My favorite one to play was hole2 because of the combination of a gentle upslope and giant rock with a stand of dark pines.
The distances are manageable, though. I always appreciate it when course designers understand that heavily wooded fairways ought to be shorter, on average, to compensate for the increased difficulty. This has the added benefit of better maintained fairways, since the distances are shorter! My favorite fairway to look at was hole14 because it resembled something like a cursed path, which is always fun to see at a course. Plus, shorter distances also encourage new players to try again more often.
It's not all good news, though.
The gritty tee areas can be a bummer-- especially after wet weather.
I really didn't like hole6 because it plays right next to the entrance road, and that fairway's gaps into the circle were kind of crazy.
Be sure to throw brightly-colored discs so you can find them if a nasty ricochet happens. The undergrowth can get kind of nuts here in the summertime. There is no lost disc box.
There are loose rocks and exposed roots all over the place but especially in the wooded holes, which are two-thirds of the eighteen here. Worse yet, the undergrowth can sometimes hide some of those tripping hazards. The most notable offender is hole17, which I have affectionately nicknamed "Ankle Sprain Valley." Thankfully, the overall elevation isn't demanding. After hole4, the course becomes largely flat. Still, players with bad knees, bad ankles or who are just accident-prone should take it slow in those rocky parts. Watch your step, of course.

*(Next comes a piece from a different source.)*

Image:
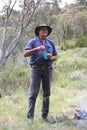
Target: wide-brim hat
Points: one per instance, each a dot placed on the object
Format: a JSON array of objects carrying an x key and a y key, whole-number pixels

In addition, those wooded holes can feel repetitive. On flat ground, it's hard to pick apart one wooded tunnel from another unless it does something noteworthy. Hole15, for example, takes the player on a sharp ninety-degree dogleg right pretty early on. That's kind of sadistic, but I'm not sure if I hate it because at least it stands out from the other wooded holes.
In closing, the course at American Legion does enough things right that it gets a gentle recommendation. It's nothing to write home about, but people like me who prefer wooded disc golf will find plenty to smile about. The downhill tree-dodger of hole1 is a friendly greeting, and the slanted hillside as you escape hole18's forest is a lovely wave good-bye.
Just have a jokebook or something handy for that long walk back from hole18.